The photographic tableaux are arranged using the dyed fabric from (Im)material as a backdrop and they explore the history of Mountain Pass Mine, the marketing of ‘green’ energy, and the political and militaristic goals of extactive sites. In making each tableau, I began by mining images from the internet–sourcing from press releases, marketing materials, and news sites. I recontextualize them through fragmentation and reconstruction, collaging them with images made on location, objects of technology, QR codes, rare earth soil from Mountain Pass, greenscreen, and military patterning.
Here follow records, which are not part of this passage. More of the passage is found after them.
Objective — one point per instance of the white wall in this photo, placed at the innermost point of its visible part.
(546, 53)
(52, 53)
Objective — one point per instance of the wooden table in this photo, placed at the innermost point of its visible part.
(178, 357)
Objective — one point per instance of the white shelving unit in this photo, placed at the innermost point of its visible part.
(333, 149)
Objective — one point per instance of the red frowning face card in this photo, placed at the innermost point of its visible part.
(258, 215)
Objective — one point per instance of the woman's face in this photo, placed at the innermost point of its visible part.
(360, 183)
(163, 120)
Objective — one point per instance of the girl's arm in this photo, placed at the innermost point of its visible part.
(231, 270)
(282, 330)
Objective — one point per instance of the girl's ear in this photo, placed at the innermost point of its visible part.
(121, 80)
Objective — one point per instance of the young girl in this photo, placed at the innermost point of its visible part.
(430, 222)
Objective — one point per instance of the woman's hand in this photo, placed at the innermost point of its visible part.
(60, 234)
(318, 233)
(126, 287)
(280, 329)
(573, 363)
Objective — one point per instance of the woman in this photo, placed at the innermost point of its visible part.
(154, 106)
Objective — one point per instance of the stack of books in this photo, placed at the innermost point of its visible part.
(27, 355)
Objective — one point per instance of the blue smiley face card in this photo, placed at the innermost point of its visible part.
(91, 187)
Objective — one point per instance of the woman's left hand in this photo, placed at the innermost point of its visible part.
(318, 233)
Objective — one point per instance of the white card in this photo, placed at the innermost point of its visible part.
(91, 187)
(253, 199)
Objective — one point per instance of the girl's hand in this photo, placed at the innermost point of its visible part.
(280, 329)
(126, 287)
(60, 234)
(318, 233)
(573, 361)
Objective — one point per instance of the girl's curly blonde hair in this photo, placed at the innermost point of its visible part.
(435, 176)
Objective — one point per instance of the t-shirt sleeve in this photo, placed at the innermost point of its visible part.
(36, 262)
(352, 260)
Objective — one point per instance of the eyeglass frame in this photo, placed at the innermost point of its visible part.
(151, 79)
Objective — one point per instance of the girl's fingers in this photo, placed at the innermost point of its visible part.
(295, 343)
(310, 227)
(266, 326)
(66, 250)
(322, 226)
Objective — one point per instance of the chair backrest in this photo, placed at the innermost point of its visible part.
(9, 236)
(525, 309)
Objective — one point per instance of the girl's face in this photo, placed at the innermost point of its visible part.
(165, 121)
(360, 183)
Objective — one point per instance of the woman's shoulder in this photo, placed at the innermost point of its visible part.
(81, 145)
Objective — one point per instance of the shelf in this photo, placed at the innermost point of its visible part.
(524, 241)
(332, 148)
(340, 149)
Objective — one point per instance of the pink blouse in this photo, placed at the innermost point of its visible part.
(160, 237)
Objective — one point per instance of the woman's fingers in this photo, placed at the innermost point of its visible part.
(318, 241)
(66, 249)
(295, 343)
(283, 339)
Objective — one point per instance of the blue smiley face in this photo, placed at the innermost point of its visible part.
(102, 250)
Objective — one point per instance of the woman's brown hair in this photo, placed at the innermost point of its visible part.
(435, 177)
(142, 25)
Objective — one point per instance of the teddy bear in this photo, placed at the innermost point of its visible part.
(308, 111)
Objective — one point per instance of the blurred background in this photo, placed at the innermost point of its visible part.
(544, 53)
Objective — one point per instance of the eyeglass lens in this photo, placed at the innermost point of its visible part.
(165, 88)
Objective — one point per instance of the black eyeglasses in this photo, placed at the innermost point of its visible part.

Each material highlights the intersections between the mine and our digital lives and investigates how technology is positioned as a clean resource in our collective consciousness while implicated in military advancement.
- Lopez, Todd. “DOD Looks to Establish ‘mine-to-Magnet’ Supply Chain for Rare Earth Materials.” U.S. Department of Defense, March 11, 2024. https://www.defense.gov/News/News-Stories/Article/Article/3700059/dod-looks-to-establish-mine-to-magnet-supply-chain-for-rare-earth-materials/.
- “What We Do.” MP Materials. Accessed March 26, 2025. https://mpmaterials.com/what-we-do/.
- Majcher, Kristin. “What Happened to the Rare-Earths Crisis?” MIT Technology Review, August 22, 2024. https://www.technologyreview.com/2015/02/25/169038/what-happened-to-the-rare-earths-crisis/#:~:text=A%202010%20U.S.%20Department%20of,seemingly%20dissipated%20without%20much%20fanfare.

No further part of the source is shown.